I'll add to your list though as there is another very dangerous avenue that you would need to watch out for if you are blacklisting, and this example should help bring home the importance of white-listing.
##Metadata Endpoints in Cloud Hosting Environments##
Metadata Endpoints in Cloud Hosting Environments
Something relatively new introduced to cloud hosting environments are meta-data URLs designed to aid in CI/CD and related infrastructure maintenance. These API endpoints are internal-only endpoints that give VPS's and other kinds of computing resources information about themselves, including the access keys that were used to launch them.

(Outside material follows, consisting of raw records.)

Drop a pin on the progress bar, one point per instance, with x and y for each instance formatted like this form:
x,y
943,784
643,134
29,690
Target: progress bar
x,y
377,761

These guys are quite complicated, and they are an ideal endpoint for hackers who find an SSRF vulnerability. Moreover, none of the rules you mentioned in your post would block access to them. Some brief details:
- For Google Cloud the Metadata URL lives at
http://metadata.google.internal/computeMetadata/v1/project/
. Docs are here. - For AWS the Metadata URL lives at
http://169.254.169.254/latest/meta-data/
. Docs are here.
To make it clear that these things are quite dangerous:
- Here is a bug report that goes into abusing a metadata endpoint in detail
- And here is a very short summary of a bug report on hackerone where Shopify paid out $25,000 as a result of an SSRF vulnerability that gave access to the metadata endpoint on AWS, leading quickly to full root privileges for the attacker.
##Summary##
Summary
The take away here isn't just that metadata endpoints are dangerous (they are, and if you are hosting in a cloud environment then you need to know about them). Rather, the point is that blacklisting is not a very effective strategy. These metadata endpoints aren't blocked by any of the rules in your original post, but they are very dangerous, and vary from hosting provider to hosting provider. That means that you may have what seems to be a completely effective blacklist, but doing something as innocuous as switching hosting providers may end up making you completely vulnerable once again.
In short, the list of "dangerous" things you need to block can be endless. The list of actual things your application needs to do is probably much shorter. Unless you have a very compelling reason, it's much easier to focus on the list of things you are supposed to do, instead of the infinite list of things you shouldn't do.